Spektrum elektromagnetik adalah keseluruhan rentang gelombang elektromagnetik yang ada di alam semesta, mulai dari gelombang radio dengan panjang gelombang terpanjang hingga sinar gamma dengan panjang gelombang terpendek. Cahaya yang bisa dilihat oleh mata manusia, yang dikenal sebagai cahaya tampak, hanyalah sebagian sangat kecil dari spektrum ini. Di luar cahaya tampak, terdapat berbagai jenis radiasi elektromagnetik yang tidak bisa dilihat namun memiliki peran vital dalam alam semesta dan teknologi modern.

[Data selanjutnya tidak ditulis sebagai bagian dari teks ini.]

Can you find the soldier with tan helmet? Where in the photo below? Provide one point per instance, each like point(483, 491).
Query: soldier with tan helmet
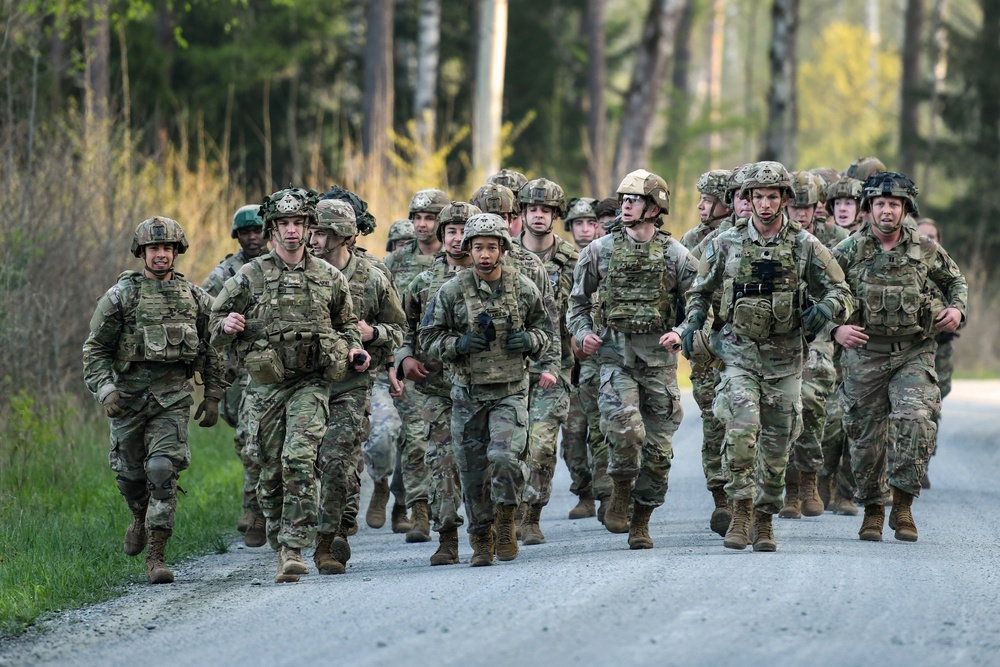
point(484, 325)
point(767, 268)
point(147, 336)
point(639, 274)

Semua gelombang dalam spektrum elektromagnetik bergerak dengan kecepatan yang sama di ruang hampa, yaitu kecepatan cahaya sekitar 300.000 kilometer per detik. Yang membedakan satu jenis gelombang dengan lainnya adalah panjang gelombang dan frekuensinya. Gelombang radio memiliki panjang gelombang yang bisa mencapai beberapa kilometer, sementara sinar gamma memiliki panjang gelombang lebih kecil dari diameter inti atom. Di antara keduanya, secara berurutan dari panjang ke pendek terdapat gelombang mikro, inframerah, cahaya tampak, ultraviolet, dan sinar X.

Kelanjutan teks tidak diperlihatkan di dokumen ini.